Virtual care does have its limits. Hopkins says she hasn’t had her blood pressure checked in more than a year. She’d go to a drug store to do that, but those machines are often shut down now because of the pandemic.
“I like the phone, but I think Zoom calls would be a little better because then a doctor could actually see you and see how you’re doing,” Hopkins. “Unless they have an app that reads things like blood pressure and heart rate, things like that, you’re missing part of the doctor’s care.”
Stacey Rudderham has experienced those limits, too. While she says phone appointments work well for to get prescriptions, they’re not effective for other more involved care. In July, Rudderham will be two years into remission from non-Hodgkin’s lymphoma. As part of her care, she has to see her doctor every three months. She hasn’t seen her doctor in person since March 2020, but she’s had phone appointments.

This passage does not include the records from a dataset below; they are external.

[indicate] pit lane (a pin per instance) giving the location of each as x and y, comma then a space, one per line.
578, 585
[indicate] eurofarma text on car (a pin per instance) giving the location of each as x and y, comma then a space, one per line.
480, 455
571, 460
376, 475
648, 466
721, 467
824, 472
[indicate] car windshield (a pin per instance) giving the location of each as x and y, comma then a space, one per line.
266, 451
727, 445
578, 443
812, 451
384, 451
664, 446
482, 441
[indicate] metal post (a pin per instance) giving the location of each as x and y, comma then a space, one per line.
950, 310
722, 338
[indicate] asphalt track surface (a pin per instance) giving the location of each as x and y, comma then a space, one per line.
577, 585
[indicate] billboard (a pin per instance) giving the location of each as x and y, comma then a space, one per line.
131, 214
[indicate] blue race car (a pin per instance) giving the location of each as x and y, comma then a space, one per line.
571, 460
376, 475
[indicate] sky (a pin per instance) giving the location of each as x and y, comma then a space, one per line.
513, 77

“I haven’t had a physical check-up, I haven’t been weighed in, I haven’t had an of my physical checks done,” Rudderham says.
She’s had bloodwork done and an MRI scheduled soon. Rudderham says because she’s in remission, she’s missing out on a complete checkup since her doctor can’t check for swelling in her lymph nodes and weight gain or loss. Over a phone appointment, her doctor will give her a rundown on her bloodwork and will ask her questions about her health. The MRI would only check her head where the original tumour was found.

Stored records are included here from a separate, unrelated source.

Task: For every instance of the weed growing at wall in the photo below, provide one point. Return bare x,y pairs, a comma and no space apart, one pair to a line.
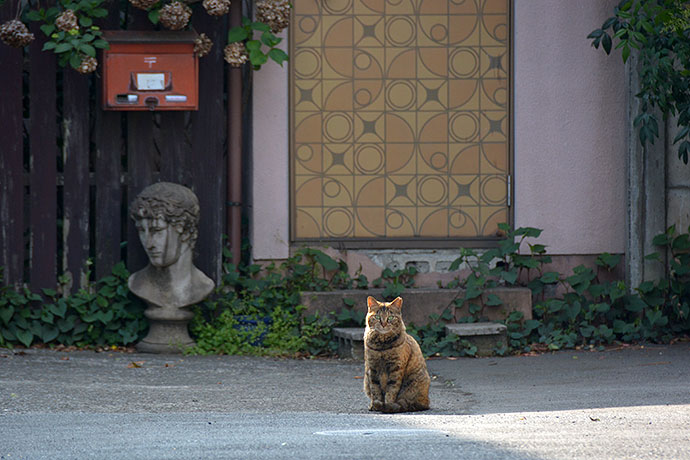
588,312
256,310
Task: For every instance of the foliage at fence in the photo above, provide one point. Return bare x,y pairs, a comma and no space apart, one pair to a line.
659,31
69,169
256,310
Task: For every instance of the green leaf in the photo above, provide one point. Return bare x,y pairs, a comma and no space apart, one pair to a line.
87,49
509,276
635,304
237,34
493,300
66,324
48,29
75,60
260,26
270,40
102,44
253,45
455,264
550,277
278,55
258,58
6,313
33,15
63,47
608,261
154,16
606,43
49,333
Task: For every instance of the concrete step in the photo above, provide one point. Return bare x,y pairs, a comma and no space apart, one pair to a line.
485,336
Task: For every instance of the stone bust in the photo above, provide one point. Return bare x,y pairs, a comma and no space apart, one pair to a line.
166,216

“It’s kind of daunting for me,” says Rudderham. “The first two years are crucial for remission with this cancer. I had nine months’ worth of checkups and now I’ve not had any in person for a full year.”

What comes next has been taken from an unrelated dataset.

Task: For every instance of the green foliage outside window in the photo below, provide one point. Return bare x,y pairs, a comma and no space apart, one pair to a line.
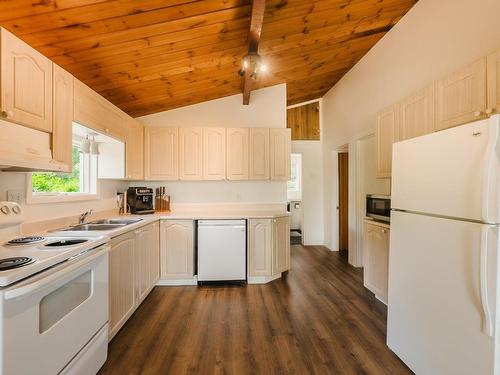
59,182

“There’s nothing they can do virtually to confirm there’s nothing in my lymph nodes. I guess it’s a matter of limiting it to where it is useful and appropriate, but maybe not applying it to every situation because it’s not efficient.”
Rudderham says she and her doctor haven’t discussed when her next in-person appointment will take place. Her doctor will soon be retiring, so Rudderham will meet her new physician a phone call.
“That adds another level of unease for me as well,” Rudderham says.
Chohan says there has to be a balance between virtual care and in-person care and in some cases doctors still need to have their eyes on patients.
“There’s a lot you can pick up clinically from your interactions with patients,” Chohan says, “that you wouldn’t necessarily be able to pick up on by the phone.”
He says it’s best to see new patients in person first because there can be a lot of forms and assessments to do first.
“People are opening up about traumas in their lives,” he says. “I don’t want to do that on the phone. You want to make sure they’re supported in that environment.”
The Examiner reached out to the Department of Health and Wellness asking how virtual care would be part of health care delivery post-COVID-19 and spokesperson Marla MacInnis emailed back this response:
Government has worked closely with physicians and other health providers to strengthen the health system and help Nova Scotians during the COVID-19 pandemic. One important measure has been the expansion of virtual care options like telephone and videoconferencing that help to connect health providers with patients. More information about this program will be available soon.
Chohan says virtual care in Nova Scotia could be as straightforward as doctor’s offices having websites where patients can book and cancel appointments rather than waiting on hold on the phone. That website could include links and phone numbers to other resources like wellness programs or how to book a mammogram.
“There have been some pretty dramatic changes over the last year and I hope that momentum continues,” Chohan says. “There’s a lot of tech in this town, there are a lot of innovations in this town. I think we have all the skills and resources locally to continue.”